Jonathan's answer is essentially correct, but as Rob Jeffries comments, he doesn't take into account that the Universe is expanding during the journey.
The edge of the observable Universe is 47 billion lightyears (Gly) away. Even if you are a lightbeam, you cannot reach that point. The farthest you can go if departing today is roughly 5 Gpc, or 17 Gly, but this journey would of course take infinitly long (or else it wouldn't be "the farthest you can go"). This distance is probably what the linked article is referring to (I didn't read the article; it's very, very long).
So, in order for the answer to be any fun, you have to freeze the Universe, using magic, which is what Jonathan's calculator is doing. Here I'll just provide the analytical solution: In that case, the proper time $\tau$ (i.e. the time experienced by the traveler) to reach a distance $x$ when traveling at a constant acceleration $a$ is $$ \tau = \frac{c}{a} \cosh^{-1} \left( \frac{ax}{c^2} \right), $$$$ \tau = \frac{c}{a} \cosh^{-1} \left( \frac{ax}{c^2} +1 \right), $$ where $c$ is the speed of light. If you wish to decelerate after having reached halfway, you just divide $x$ by $2$ and multiply the result by $2$.
If you plug in the $x=15\,\mathrm{Gly}$ you request, you get roughly 45 years. To get to the edge of the Universe at 47 Gly actually only takes a few years more. The reason for this is simply that traveling at 1G gets you to (almost) the speed of light in only a couple of years, and hence you experience (almost) no time, no matter how far you go.

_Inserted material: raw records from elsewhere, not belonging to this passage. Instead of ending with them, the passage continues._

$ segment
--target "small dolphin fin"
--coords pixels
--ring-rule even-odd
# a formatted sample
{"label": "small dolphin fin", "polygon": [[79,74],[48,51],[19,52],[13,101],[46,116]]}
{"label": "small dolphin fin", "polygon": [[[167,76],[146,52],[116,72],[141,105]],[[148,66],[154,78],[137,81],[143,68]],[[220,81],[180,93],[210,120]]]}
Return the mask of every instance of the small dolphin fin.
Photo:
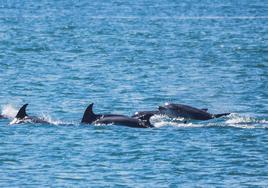
{"label": "small dolphin fin", "polygon": [[230,115],[231,113],[223,113],[223,114],[213,114],[213,117],[214,118],[219,118],[219,117],[222,117],[222,116],[228,116]]}
{"label": "small dolphin fin", "polygon": [[25,118],[25,116],[27,116],[27,114],[26,114],[26,107],[27,106],[28,106],[28,104],[25,104],[20,108],[19,112],[16,115],[17,119],[23,119],[23,118]]}
{"label": "small dolphin fin", "polygon": [[96,120],[96,114],[93,112],[93,105],[94,103],[88,105],[87,109],[84,112],[81,123],[92,123]]}
{"label": "small dolphin fin", "polygon": [[139,116],[138,119],[141,120],[144,123],[145,127],[154,127],[151,122],[150,122],[150,118],[153,116],[154,114],[145,114],[143,116]]}

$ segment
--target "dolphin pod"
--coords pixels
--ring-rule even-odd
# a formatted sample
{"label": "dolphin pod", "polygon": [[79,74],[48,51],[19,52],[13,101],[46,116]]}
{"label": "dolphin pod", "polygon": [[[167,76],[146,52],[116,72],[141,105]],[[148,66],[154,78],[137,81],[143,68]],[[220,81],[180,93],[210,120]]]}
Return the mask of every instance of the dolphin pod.
{"label": "dolphin pod", "polygon": [[[208,112],[208,109],[195,108],[183,104],[174,104],[174,103],[165,103],[163,106],[159,106],[158,109],[152,111],[139,111],[133,114],[132,116],[126,116],[121,114],[96,114],[93,111],[94,103],[88,105],[84,111],[84,115],[81,119],[81,124],[104,124],[104,125],[118,125],[126,126],[133,128],[152,128],[154,127],[150,118],[154,115],[164,115],[170,118],[183,118],[184,120],[209,120],[214,118],[219,118],[227,116],[230,113],[222,114],[211,114]],[[19,123],[41,123],[49,124],[43,118],[36,116],[29,116],[26,113],[26,108],[28,104],[24,104],[18,111],[16,117],[10,122],[10,124],[19,124]],[[0,115],[1,118],[6,118],[3,115]]]}
{"label": "dolphin pod", "polygon": [[26,113],[26,107],[28,104],[24,104],[18,111],[16,117],[10,122],[10,124],[19,124],[19,123],[42,123],[42,124],[49,124],[48,121],[36,117],[36,116],[28,116]]}

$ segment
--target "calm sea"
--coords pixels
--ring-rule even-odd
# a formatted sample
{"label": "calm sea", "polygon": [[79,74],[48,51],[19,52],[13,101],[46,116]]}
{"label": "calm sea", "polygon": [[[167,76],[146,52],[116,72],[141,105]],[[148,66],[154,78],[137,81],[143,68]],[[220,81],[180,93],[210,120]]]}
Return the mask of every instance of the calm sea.
{"label": "calm sea", "polygon": [[[267,187],[264,0],[0,0],[0,187]],[[165,102],[232,112],[83,126]],[[51,125],[8,125],[17,110]]]}

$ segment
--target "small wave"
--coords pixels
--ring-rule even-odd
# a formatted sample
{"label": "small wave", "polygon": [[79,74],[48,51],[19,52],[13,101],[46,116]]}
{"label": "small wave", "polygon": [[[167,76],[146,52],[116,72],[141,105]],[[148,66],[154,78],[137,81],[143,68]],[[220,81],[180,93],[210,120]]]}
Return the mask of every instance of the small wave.
{"label": "small wave", "polygon": [[240,116],[239,114],[231,114],[225,118],[211,119],[208,121],[185,121],[183,118],[171,119],[165,116],[157,115],[151,118],[152,124],[156,128],[163,126],[174,127],[235,127],[235,128],[268,128],[267,119],[258,119],[253,117]]}
{"label": "small wave", "polygon": [[18,110],[11,104],[6,104],[2,107],[2,115],[8,118],[15,118],[18,113]]}
{"label": "small wave", "polygon": [[231,114],[226,121],[227,124],[267,124],[268,120],[258,119],[254,117],[240,116],[239,114]]}

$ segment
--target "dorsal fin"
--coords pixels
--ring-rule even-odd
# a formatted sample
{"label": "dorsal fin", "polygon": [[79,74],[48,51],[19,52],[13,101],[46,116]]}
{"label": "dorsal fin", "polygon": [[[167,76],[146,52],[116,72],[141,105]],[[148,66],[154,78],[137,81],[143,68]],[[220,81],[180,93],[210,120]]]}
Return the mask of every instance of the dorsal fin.
{"label": "dorsal fin", "polygon": [[25,116],[28,116],[27,113],[26,113],[26,107],[27,106],[28,106],[28,104],[25,104],[20,108],[19,112],[16,115],[16,118],[23,119],[23,118],[25,118]]}
{"label": "dorsal fin", "polygon": [[150,118],[153,116],[154,114],[145,114],[142,116],[139,116],[138,119],[141,120],[144,124],[145,127],[154,127],[151,122],[150,122]]}
{"label": "dorsal fin", "polygon": [[94,103],[88,105],[87,109],[84,112],[81,123],[92,123],[96,121],[97,115],[93,112],[93,105]]}

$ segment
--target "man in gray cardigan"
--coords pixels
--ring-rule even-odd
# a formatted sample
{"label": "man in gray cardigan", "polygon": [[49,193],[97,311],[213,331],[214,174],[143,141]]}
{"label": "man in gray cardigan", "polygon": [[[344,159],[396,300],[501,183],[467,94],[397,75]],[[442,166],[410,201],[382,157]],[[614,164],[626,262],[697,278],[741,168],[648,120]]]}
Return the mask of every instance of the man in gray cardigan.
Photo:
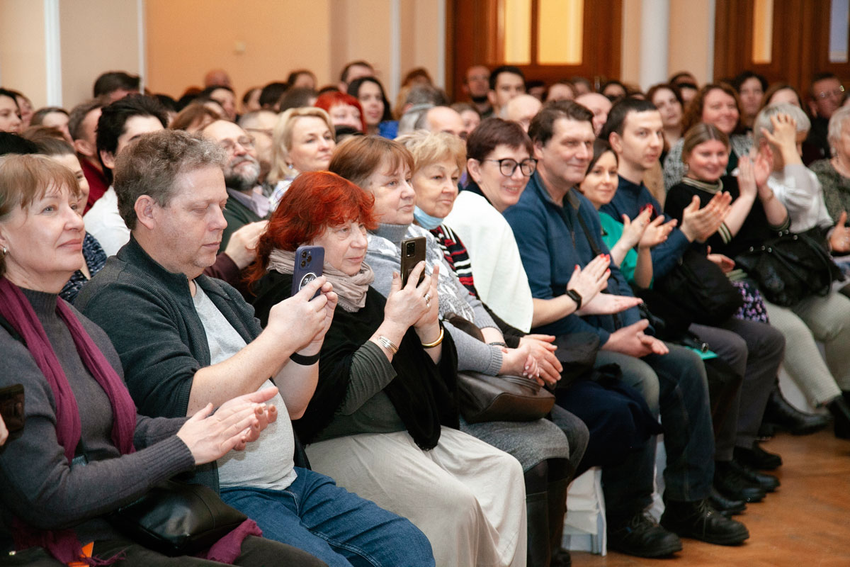
{"label": "man in gray cardigan", "polygon": [[270,401],[280,416],[261,443],[219,459],[203,479],[266,537],[331,565],[433,565],[428,539],[408,520],[296,466],[290,420],[313,396],[337,296],[320,278],[273,307],[262,330],[235,289],[202,274],[226,226],[224,158],[178,131],[143,136],[119,156],[115,187],[131,239],[86,286],[80,309],[115,344],[141,413],[184,416],[278,387]]}

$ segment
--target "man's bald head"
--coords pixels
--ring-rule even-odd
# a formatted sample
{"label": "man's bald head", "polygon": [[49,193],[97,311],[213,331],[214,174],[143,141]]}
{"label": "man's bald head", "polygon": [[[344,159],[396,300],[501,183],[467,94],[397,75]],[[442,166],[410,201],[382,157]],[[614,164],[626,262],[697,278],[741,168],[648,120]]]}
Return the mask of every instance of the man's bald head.
{"label": "man's bald head", "polygon": [[575,98],[575,102],[593,113],[593,133],[597,136],[602,132],[602,127],[608,121],[608,113],[611,111],[611,101],[604,94],[598,93],[586,93]]}
{"label": "man's bald head", "polygon": [[531,119],[540,112],[542,103],[530,94],[520,94],[505,105],[504,118],[512,122],[517,122],[523,127],[525,132],[529,131],[529,124]]}

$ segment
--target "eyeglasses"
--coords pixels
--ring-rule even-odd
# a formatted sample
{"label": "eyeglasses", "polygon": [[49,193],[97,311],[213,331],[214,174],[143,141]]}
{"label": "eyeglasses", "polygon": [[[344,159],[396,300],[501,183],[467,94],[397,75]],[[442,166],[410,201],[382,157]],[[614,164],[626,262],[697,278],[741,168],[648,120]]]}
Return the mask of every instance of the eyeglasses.
{"label": "eyeglasses", "polygon": [[269,138],[272,137],[273,133],[271,128],[242,128],[242,129],[245,130],[246,132],[253,132],[255,133],[264,133]]}
{"label": "eyeglasses", "polygon": [[820,91],[818,93],[819,99],[828,99],[830,96],[842,97],[844,95],[844,87],[839,87],[838,88],[833,88],[830,91]]}
{"label": "eyeglasses", "polygon": [[531,177],[535,171],[537,169],[537,160],[534,158],[528,158],[523,160],[522,162],[517,162],[516,160],[505,157],[501,160],[484,160],[484,162],[496,162],[499,164],[499,171],[505,177],[511,177],[513,175],[513,172],[519,167],[519,171],[522,172],[523,175],[525,177]]}
{"label": "eyeglasses", "polygon": [[218,144],[228,152],[235,151],[236,144],[242,146],[243,150],[252,150],[254,147],[254,139],[250,136],[240,136],[235,140],[223,139]]}

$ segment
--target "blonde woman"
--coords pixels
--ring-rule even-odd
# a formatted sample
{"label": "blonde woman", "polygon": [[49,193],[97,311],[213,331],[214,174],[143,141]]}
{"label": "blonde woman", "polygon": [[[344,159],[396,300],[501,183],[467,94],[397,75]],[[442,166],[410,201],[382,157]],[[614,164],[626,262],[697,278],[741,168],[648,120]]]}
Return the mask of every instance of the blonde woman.
{"label": "blonde woman", "polygon": [[314,106],[291,108],[280,114],[272,133],[271,169],[266,178],[273,185],[271,210],[277,207],[298,173],[323,171],[337,146],[327,112]]}

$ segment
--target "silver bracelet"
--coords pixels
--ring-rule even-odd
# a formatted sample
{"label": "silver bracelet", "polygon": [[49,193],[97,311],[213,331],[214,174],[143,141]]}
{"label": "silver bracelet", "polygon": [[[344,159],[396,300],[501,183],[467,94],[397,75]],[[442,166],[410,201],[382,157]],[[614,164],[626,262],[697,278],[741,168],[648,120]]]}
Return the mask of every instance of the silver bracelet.
{"label": "silver bracelet", "polygon": [[380,344],[382,347],[383,347],[384,349],[386,349],[389,352],[393,353],[394,354],[395,354],[397,352],[399,352],[399,347],[395,346],[395,344],[393,343],[393,341],[389,340],[388,338],[387,338],[383,335],[378,335],[378,337],[377,337],[377,340],[378,344]]}

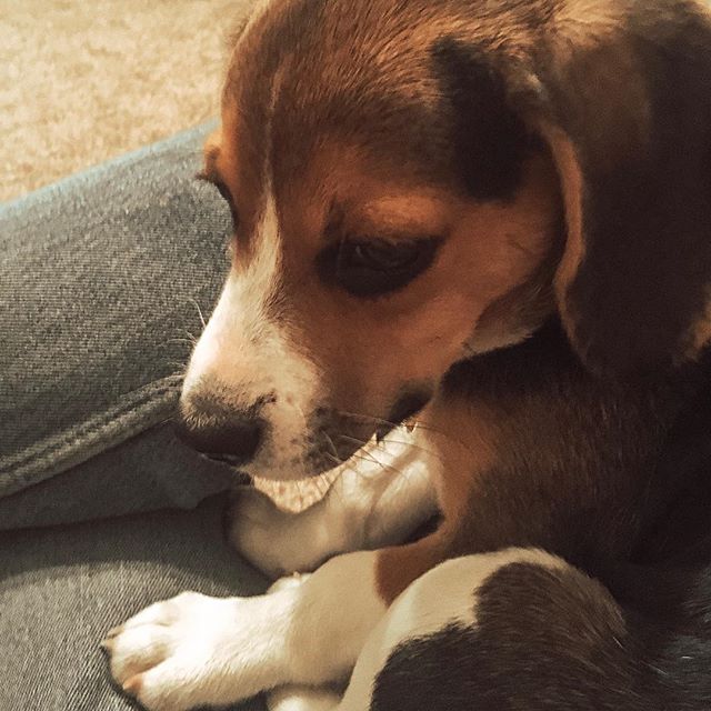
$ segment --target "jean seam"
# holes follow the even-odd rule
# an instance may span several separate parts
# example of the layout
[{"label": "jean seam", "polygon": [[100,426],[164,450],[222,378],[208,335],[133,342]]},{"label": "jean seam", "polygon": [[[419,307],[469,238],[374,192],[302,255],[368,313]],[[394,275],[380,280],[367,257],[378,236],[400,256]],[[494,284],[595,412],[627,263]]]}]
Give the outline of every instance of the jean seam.
[{"label": "jean seam", "polygon": [[167,395],[177,397],[181,382],[180,375],[171,375],[148,383],[112,408],[0,460],[0,495],[49,479],[159,424],[174,407]]}]

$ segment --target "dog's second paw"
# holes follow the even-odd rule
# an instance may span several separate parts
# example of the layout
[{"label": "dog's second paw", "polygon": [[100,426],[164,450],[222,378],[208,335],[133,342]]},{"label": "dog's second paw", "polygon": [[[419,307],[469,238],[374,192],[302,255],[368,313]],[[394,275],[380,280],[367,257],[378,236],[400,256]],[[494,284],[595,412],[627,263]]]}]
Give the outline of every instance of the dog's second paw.
[{"label": "dog's second paw", "polygon": [[252,565],[270,578],[312,571],[330,552],[323,503],[302,513],[279,509],[254,488],[234,492],[228,514],[228,537]]},{"label": "dog's second paw", "polygon": [[252,609],[260,600],[187,592],[147,608],[102,642],[111,675],[149,711],[222,705],[260,692],[270,685],[257,671],[270,657],[263,615]]}]

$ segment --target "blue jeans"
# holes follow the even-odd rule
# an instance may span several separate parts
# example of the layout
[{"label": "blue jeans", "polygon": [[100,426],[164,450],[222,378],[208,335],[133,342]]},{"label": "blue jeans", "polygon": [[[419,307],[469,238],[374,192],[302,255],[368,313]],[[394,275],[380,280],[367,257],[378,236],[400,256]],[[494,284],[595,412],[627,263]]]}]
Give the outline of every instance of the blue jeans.
[{"label": "blue jeans", "polygon": [[170,429],[227,268],[209,128],[0,206],[0,709],[130,709],[109,628],[267,584],[223,540],[232,473]]}]

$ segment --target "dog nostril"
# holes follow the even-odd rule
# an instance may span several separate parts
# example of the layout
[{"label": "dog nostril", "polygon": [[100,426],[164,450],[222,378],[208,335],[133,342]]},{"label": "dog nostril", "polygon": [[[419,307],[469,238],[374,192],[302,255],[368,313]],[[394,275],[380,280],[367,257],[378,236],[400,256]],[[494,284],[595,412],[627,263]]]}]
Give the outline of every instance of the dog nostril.
[{"label": "dog nostril", "polygon": [[239,467],[257,454],[263,439],[264,421],[232,414],[229,420],[201,428],[181,421],[176,432],[180,440],[201,454]]}]

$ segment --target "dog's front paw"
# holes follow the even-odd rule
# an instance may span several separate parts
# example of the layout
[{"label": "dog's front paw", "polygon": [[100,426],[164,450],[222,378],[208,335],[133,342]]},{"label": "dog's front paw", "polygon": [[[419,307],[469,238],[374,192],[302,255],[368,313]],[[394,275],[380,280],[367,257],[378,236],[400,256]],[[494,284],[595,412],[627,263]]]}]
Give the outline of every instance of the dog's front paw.
[{"label": "dog's front paw", "polygon": [[102,647],[111,675],[149,711],[223,705],[259,693],[272,685],[274,653],[263,600],[188,592],[158,602],[109,632]]},{"label": "dog's front paw", "polygon": [[234,492],[228,514],[228,535],[252,565],[271,578],[312,571],[331,551],[331,532],[323,502],[302,513],[279,509],[254,488]]},{"label": "dog's front paw", "polygon": [[341,698],[328,689],[282,687],[267,694],[269,711],[334,711]]}]

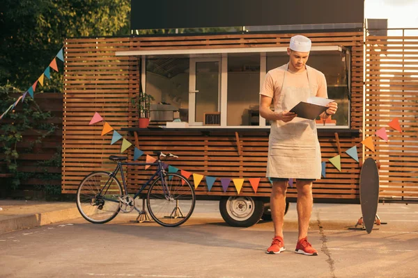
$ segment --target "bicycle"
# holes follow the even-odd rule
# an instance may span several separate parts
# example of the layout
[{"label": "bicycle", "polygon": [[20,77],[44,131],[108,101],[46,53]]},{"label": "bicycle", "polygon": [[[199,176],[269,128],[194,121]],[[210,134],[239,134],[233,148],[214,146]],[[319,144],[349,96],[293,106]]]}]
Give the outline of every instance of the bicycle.
[{"label": "bicycle", "polygon": [[[109,159],[117,163],[113,172],[97,171],[86,176],[77,191],[77,207],[83,218],[92,223],[102,224],[114,219],[120,211],[129,213],[135,209],[141,215],[144,212],[135,206],[134,199],[152,182],[146,193],[151,218],[164,227],[177,227],[185,222],[194,209],[194,189],[185,177],[169,173],[164,168],[162,158],[178,156],[156,151],[154,154],[158,156],[154,163],[127,163],[123,162],[127,156],[110,156]],[[132,197],[127,194],[123,166],[147,165],[157,166],[157,170]],[[123,187],[116,177],[119,172]],[[142,193],[143,198],[145,194]]]}]

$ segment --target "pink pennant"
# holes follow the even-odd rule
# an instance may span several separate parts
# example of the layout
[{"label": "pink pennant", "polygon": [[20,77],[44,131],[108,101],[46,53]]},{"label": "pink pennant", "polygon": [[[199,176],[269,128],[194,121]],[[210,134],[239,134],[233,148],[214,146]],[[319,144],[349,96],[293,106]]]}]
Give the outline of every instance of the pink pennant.
[{"label": "pink pennant", "polygon": [[381,128],[380,129],[377,131],[375,134],[383,139],[385,141],[387,142],[387,133],[386,133],[385,128]]},{"label": "pink pennant", "polygon": [[94,116],[93,116],[91,120],[90,121],[90,124],[94,124],[96,122],[102,122],[102,120],[103,118],[102,117],[102,116],[100,116],[100,115],[96,112],[94,113]]}]

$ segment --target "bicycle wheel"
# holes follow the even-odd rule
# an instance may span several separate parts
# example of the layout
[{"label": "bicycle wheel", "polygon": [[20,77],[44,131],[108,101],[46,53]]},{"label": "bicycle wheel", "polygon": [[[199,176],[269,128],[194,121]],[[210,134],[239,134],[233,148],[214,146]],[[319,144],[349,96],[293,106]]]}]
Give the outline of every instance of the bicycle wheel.
[{"label": "bicycle wheel", "polygon": [[[164,184],[163,184],[164,183]],[[194,209],[194,189],[187,179],[176,173],[157,179],[147,195],[147,206],[153,219],[164,227],[177,227],[185,222]]]},{"label": "bicycle wheel", "polygon": [[86,176],[77,190],[77,207],[92,223],[106,223],[121,209],[118,197],[123,195],[119,181],[107,172],[93,172]]}]

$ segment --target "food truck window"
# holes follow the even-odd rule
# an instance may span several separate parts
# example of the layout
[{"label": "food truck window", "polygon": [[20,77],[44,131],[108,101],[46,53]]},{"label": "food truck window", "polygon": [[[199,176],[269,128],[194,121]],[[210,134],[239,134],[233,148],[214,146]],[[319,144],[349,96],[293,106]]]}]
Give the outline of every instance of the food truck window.
[{"label": "food truck window", "polygon": [[[287,63],[289,60],[286,52],[267,54],[267,71]],[[327,125],[349,126],[350,90],[348,61],[348,53],[338,51],[312,51],[307,65],[322,72],[327,79],[328,97],[338,103],[338,111],[332,121]]]},{"label": "food truck window", "polygon": [[258,125],[260,54],[228,55],[228,126]]},{"label": "food truck window", "polygon": [[[155,103],[174,106],[182,122],[187,122],[189,58],[151,56],[146,58],[146,92],[154,97]],[[160,109],[162,109],[161,107],[164,108],[160,106]],[[158,121],[158,119],[151,120]]]}]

The time experienced for the Earthlings for the traveler at constant acceleration is given by $$ t(\tau) = \frac{c}{a} \sinh \left( \frac{a \tau}{c} \right), $$ which works out to 15 Gyr for the 15 Gly, and 47 Gyr for the observable Universe. The reason is simply that the traveler, from the point of view of the Earthlings, extremely fast reaches a speed which is almost the speed of light.